Initial publication: Schulze, S.; Adams, Z.; Cerletti, M. et al. (2020). The Archaeal Proteome Project advances knowledge about archaeal cell biology through comprehensive proteomics. Nat Commun 11, 3145. https://doi.org/10.1038/s41467-020-16784-7
Glycoproteomic analysis using ArcPP: Schulze, S.; Pfeiffer, F.; Garcia, B.A.; Pohlschroder, M. (2021). Comprehensive glycoproteomics shines new light on the complexity and extent of glycosylation in archaea. PLOS Biol. https://doi.org/10.1371/journal.pbio.3001277
Step-by-step description of sample preparation and bioinformatic analysis: Schulze, S.; Pohlschroder, M. (2022). Proteomic sample preparation and data analysis in line with the Archaeal Proteome. Meth Mol Biol. https://doi.org/10.1007/978-1-0716-2445-6_18
Get the latest version via GitHub: https://github.com/arcPP/ArcPP
as a .zip package: https://github.com/arcPP/ArcPP/archive/master.zip
or via git clone::
git clone https://github.com/ArcPP/ArcPP.git
Result files can found here: https://doi.org/10.5281/zenodo.3825856.

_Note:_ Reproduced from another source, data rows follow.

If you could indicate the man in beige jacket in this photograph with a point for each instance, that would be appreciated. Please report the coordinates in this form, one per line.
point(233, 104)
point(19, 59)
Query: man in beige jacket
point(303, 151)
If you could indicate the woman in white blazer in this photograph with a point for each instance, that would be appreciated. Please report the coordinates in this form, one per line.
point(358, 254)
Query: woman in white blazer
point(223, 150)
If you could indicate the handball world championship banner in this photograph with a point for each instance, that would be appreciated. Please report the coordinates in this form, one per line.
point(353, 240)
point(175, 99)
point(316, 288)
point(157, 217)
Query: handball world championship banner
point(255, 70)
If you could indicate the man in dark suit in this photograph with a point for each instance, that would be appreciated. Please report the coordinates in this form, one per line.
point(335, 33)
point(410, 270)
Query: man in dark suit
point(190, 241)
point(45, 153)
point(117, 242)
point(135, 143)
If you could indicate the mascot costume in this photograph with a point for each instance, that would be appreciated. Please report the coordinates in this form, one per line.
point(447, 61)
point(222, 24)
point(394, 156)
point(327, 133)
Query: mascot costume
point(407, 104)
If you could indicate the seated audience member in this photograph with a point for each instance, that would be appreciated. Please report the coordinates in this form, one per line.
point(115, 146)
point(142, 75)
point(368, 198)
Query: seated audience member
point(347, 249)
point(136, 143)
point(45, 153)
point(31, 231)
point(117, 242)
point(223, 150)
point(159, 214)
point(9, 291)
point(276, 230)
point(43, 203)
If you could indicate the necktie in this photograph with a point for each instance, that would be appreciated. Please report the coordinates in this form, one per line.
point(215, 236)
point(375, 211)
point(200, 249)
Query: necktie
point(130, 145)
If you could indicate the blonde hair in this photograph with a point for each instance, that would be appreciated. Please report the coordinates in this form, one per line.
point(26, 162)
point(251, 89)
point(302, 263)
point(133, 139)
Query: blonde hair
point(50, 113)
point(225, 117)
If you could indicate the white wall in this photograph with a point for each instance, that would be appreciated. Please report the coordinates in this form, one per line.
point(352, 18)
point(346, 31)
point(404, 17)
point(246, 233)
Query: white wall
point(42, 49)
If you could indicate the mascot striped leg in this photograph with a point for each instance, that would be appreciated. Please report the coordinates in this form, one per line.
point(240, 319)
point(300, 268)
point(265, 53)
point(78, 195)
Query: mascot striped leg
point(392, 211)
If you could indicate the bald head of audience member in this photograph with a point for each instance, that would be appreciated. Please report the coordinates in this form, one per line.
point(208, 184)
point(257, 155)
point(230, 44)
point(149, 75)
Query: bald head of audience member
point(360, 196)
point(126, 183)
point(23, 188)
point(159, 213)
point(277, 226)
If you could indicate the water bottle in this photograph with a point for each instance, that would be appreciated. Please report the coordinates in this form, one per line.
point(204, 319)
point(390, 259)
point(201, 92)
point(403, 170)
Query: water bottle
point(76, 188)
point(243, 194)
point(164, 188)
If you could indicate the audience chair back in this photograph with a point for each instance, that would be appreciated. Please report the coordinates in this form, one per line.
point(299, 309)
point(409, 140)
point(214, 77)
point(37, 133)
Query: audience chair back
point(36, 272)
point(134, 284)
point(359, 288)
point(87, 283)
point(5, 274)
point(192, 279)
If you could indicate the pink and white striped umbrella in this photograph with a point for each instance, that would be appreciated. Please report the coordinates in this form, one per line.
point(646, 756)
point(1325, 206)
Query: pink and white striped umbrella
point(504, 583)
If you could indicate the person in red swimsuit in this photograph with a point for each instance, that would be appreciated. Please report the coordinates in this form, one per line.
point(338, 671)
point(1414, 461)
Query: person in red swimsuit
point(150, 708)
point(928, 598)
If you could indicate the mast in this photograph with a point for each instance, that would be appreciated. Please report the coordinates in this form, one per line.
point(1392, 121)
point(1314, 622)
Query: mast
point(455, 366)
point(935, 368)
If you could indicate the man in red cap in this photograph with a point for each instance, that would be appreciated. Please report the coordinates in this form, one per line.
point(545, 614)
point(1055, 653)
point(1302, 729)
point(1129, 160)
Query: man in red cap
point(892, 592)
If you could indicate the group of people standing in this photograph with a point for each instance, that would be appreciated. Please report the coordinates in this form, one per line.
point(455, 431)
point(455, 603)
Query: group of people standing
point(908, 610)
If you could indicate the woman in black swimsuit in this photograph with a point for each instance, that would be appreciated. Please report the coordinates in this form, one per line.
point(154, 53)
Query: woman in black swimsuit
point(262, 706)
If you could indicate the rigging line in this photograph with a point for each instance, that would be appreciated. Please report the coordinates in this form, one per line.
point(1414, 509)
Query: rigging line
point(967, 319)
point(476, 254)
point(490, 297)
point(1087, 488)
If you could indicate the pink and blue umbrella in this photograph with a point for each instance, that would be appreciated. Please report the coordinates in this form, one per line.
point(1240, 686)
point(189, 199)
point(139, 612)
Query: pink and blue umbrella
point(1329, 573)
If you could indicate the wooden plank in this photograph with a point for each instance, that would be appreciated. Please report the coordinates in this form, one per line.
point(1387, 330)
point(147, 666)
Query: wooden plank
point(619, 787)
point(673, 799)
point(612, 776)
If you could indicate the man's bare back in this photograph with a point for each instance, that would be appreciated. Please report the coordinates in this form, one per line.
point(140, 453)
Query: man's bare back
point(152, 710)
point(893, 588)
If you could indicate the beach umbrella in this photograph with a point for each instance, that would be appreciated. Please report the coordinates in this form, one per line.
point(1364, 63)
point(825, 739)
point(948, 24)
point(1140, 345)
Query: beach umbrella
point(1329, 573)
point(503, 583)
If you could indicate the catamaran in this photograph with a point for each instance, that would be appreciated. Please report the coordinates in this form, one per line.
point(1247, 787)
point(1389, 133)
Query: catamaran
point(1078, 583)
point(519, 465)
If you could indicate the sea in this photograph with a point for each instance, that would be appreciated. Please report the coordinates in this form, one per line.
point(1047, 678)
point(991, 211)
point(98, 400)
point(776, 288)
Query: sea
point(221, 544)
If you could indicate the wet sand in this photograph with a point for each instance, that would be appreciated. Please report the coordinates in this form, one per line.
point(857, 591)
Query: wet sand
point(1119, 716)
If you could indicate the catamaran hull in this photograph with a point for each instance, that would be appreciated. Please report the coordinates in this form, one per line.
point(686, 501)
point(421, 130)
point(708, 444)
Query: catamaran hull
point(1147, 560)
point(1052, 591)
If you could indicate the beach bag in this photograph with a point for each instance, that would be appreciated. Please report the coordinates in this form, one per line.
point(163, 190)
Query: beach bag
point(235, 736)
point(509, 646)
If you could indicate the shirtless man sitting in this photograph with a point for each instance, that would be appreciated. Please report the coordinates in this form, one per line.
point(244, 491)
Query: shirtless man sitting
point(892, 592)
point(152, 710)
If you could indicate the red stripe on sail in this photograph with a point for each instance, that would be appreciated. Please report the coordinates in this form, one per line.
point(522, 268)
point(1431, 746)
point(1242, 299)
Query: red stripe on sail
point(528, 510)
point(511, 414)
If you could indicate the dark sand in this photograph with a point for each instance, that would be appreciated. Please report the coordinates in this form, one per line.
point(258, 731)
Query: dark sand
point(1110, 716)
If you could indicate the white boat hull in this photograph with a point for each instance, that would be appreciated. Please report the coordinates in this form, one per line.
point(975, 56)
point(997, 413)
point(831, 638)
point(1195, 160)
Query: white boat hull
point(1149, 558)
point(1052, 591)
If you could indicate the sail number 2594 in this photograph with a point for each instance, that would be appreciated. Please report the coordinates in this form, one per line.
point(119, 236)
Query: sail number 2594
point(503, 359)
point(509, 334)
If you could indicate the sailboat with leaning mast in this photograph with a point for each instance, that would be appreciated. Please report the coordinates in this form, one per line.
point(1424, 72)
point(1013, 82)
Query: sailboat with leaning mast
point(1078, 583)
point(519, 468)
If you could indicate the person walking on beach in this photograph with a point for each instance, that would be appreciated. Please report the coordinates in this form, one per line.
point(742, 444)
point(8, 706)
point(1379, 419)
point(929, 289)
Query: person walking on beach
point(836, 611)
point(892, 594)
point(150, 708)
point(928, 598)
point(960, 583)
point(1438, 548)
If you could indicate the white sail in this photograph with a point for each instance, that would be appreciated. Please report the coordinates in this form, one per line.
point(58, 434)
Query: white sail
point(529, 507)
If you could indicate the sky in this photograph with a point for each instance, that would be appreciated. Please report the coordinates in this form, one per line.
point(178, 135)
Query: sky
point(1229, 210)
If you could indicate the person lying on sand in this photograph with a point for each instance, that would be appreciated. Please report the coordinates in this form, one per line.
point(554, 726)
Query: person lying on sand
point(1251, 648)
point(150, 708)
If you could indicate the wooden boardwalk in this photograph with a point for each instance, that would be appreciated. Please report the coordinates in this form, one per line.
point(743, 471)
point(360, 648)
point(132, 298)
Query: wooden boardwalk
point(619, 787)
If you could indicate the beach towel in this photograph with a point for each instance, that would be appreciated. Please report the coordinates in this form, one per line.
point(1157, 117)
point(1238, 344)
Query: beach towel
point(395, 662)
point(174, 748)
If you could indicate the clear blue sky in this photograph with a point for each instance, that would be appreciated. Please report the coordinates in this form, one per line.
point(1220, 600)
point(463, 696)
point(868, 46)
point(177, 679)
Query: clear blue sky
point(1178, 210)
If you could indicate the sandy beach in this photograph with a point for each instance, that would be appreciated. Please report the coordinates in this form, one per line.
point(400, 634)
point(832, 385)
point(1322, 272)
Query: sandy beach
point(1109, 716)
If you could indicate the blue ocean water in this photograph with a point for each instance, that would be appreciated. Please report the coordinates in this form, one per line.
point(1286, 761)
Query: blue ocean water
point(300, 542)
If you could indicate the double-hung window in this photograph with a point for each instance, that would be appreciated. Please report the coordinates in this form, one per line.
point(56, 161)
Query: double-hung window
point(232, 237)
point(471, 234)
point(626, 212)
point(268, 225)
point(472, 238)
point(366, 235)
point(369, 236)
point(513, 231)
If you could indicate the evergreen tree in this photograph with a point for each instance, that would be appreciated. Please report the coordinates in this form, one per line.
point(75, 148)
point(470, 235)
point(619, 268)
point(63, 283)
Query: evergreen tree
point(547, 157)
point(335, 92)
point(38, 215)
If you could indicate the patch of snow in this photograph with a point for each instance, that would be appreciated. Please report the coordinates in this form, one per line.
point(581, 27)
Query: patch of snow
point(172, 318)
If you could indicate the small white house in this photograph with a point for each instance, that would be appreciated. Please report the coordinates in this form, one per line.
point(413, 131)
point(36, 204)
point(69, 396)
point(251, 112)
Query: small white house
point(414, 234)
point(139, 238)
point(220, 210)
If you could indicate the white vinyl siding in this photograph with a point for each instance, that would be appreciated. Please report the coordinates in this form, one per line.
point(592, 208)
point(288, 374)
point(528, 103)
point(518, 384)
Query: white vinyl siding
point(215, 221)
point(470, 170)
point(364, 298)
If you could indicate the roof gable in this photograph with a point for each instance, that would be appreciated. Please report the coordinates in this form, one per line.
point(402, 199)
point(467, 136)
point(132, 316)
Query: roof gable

An interactive, searchable representation of protein and peptide identifications can be found at: https://archaealproteomeproject.org
For looking at the meta data, database and result files, of course no specific software is required.
However, if you want to execute the analysis scripts, Python 3.6 or higher is required as well as the Python package Ursgal. Further information on the installation and usage of Ursgal can be found here: https://github.com/ursgal/ursgal
Furthermore, docstrings in the scripts explain the basic functions and steps in the analysis pipeline.
If you encounter any problems you can open up issues at GitHub, or contact us directly by email. For any contributions, fork us at https://github.com/arcPP/ArcPP and open up pull requests.
- Full integration of PXD040781
- Restructuring of scripts folder and removal of results folder (results are stored at https://doi.org/10.5281/zenodo.3825856)
- Full integration of PXD021827
- Integration of PXD021827 (meta data)
- Integration of PXD021874 (meta data + results)
- Including glycoproteomic analysis scripts
- Including general_example_workflow.py as a generalized example analysis script
- Including analysis of Natrialba magadii as part of PXD009116
- Initial ArcPP release
Copyright 2019-today by authors and contributors in alphabetical order
- Zach Adams
- Micaela Cerletti
- Rosana De Castro
- Sébastien Ferreira-Cerca
- Christian Fufezan
- Benjamin A. Garcia
- María Inés Giménez
- Michael Hippler
- Zivojin Jevtic
- Robert Knüppel
- Georgio Legerme
- Christof Lenz
- Anita Marchfelder
- Julie Maupin-Furlow
- Roberto A. Paggi
- Friedhelm Pfeiffer
- Ansgar Poetsch
- Mechthild Pohlschroder
- Stefan Schulze
- Henning Urlaub
Dr. Stefan Schulze Gosnell School of Life Sciences Rochester Institute of Technology Brown Hall 86-1121, Rochester, NY 14623 email: stefan.schulze@rit.edu
While all analyses for ArcPP have been performed with greatest care, errors in the underlying software, raw datasets or database cannot be ruled out completely. Therefore, the source code used for this project is available here and should be inspected if in doubt, or used to verify results. As common practice in science: be critical and never trust results blindly.
The content of this project itself is licensed under the Creative Commons Attribution 3.0 Unported license, and the underlying source code used to format and display that content is licensed under the GNU Lesser General Public License v3.0.